The interim government on Thursday notified a massive increase to fuel prices for the next fortnight, raising the tariff of petrol by Rs. 14.91/liter and high-speed diesel by Rs. 18.44/liter.
“Owing to the increasing trend of petroleum prices in the international market and exchange rate variations, the government has decided to revise the existing consumer prices of petroleum products,’ read a notification issued by the Finance Division. Under the revised prices, the tariff for petrol has increased from Rs. 290.45/liter to Rs. 305.36/liter, while that of diesel has ballooned from Rs. 293.4/liter to Rs. 311.84/liter. This is the first time in Pakistan’s history that the price of fuel has climbed past Rs. 300. The new prices include a petroleum development levy (PDL) of Rs. 60/liter—Rs. 5 more than what was imposed in the last review—on petrol, while the PDL on diesel has been set at Rs. 50/liter.
According to experts, the biggest reason for the price increase is not international rates, but rather the ongoing devaluation of the rupee against the U.S. dollar, which has pushed prices of fuel to new heights. The incumbent interim government has already made clear that under the $3 billion standby arrangement with the International Monetary Fund (IMF), it cannot afford to give any subsidies and must pass on all price differentials to consumers to maintain fiscal discipline.

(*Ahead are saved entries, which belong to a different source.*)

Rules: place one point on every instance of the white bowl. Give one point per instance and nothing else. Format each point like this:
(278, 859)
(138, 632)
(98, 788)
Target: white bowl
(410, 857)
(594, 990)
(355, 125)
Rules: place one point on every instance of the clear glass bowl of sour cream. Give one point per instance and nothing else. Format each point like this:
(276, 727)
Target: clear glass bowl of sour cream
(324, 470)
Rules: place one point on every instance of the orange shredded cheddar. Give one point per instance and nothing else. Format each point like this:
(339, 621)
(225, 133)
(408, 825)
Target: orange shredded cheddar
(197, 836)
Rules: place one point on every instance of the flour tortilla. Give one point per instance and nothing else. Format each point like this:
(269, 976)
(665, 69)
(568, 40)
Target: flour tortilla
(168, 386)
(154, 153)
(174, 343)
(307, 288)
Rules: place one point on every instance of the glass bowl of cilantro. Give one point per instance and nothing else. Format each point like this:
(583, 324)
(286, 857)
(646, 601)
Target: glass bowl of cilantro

However, it is likely that the new prices would trigger further inflation—already at roughly 25 percent year-on-year—burdening masses already struggling due to the mismanagement of the economy. Diesel, especially, is widely used in transport and agriculture sectors and any increase to its prices inevitably has a knock-on effect on inflation of essential commodities.
Over the past two weeks, protests against hefty electricity bills have threatened to spiral into civil disobedience. Due to the new fuel tariffs, further increases are expected in upcoming bills, triggering further unrest.